NEW YORK — By striking a deal with its biggest shareholder, embattled Newmont Mining Corp. may have succeeded in foiling a hostile bid from an investor group headed by oilman T. Boone Pickens Jr.
But the New York-based mining company also paid a heavy price to try to fend off the Pickens bid by deciding to make a special payment to shareholders totaling around $2.2 billion.
Newmont announced Monday that it has signed a 10-year agreement with Consolidated Gold Fields of Britain, its largest shareholder with 26.2% of Newmont's shares, to limit the company's stake to less than a majority.
Newmont also disclosed, however, that Consolidated Gold intends to increase its Newmont holdings to as much as 49.9%, as indicated in a document the British company filed Monday with the Securities and Exchange Commission.
That would give Consolidated Gold--which supports Newmont's management--a hefty stake in Newmont and effectively block Pickens' Ivanhoe Partners from taking control, according to some observers.
"It looks like it would blow Pickens out of the water," said Andrew Geller, an analyst for Provident National Bank in Philadelphia. Much will depend on how quickly Consolidated Gold increases its holding, he said.
Newmont's board has rejected as inadequate a $105-a-share bid from Ivanhoe for 28 million of Newmont's 66.8 million outstanding common shares.
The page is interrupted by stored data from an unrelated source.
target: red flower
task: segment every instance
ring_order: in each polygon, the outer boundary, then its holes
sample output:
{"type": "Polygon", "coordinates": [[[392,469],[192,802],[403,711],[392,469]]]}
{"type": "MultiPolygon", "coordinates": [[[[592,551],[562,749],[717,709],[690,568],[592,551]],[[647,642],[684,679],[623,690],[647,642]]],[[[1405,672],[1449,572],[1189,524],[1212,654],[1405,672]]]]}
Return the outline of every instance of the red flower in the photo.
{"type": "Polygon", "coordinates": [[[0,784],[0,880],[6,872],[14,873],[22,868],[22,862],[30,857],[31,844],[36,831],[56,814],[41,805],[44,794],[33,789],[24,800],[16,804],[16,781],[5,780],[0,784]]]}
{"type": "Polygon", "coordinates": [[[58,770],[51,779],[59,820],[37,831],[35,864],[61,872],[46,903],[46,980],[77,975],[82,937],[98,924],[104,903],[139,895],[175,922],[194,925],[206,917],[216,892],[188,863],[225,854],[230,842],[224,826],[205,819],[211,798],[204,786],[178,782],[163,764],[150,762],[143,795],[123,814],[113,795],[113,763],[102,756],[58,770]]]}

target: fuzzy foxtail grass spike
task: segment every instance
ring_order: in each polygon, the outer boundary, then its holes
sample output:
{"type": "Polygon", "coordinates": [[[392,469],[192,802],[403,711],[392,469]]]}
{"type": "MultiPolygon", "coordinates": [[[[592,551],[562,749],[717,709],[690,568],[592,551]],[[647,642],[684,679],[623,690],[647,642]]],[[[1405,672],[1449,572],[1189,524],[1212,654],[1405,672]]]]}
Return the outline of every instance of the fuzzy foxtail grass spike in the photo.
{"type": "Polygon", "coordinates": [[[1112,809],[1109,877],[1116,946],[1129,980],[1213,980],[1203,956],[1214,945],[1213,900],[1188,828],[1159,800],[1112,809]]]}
On Sept. 8, Ivanhoe launched a $95-a-share tender offer for the 28 million Newmont shares and later sweetened the offer to $105 a share.
In a separate action, Newmont declared a special cash dividend of $33 a share. The company said it would pay the dividend as part of a previously announced restructuring aimed at enhancing shareholder value and focusing on its key gold business.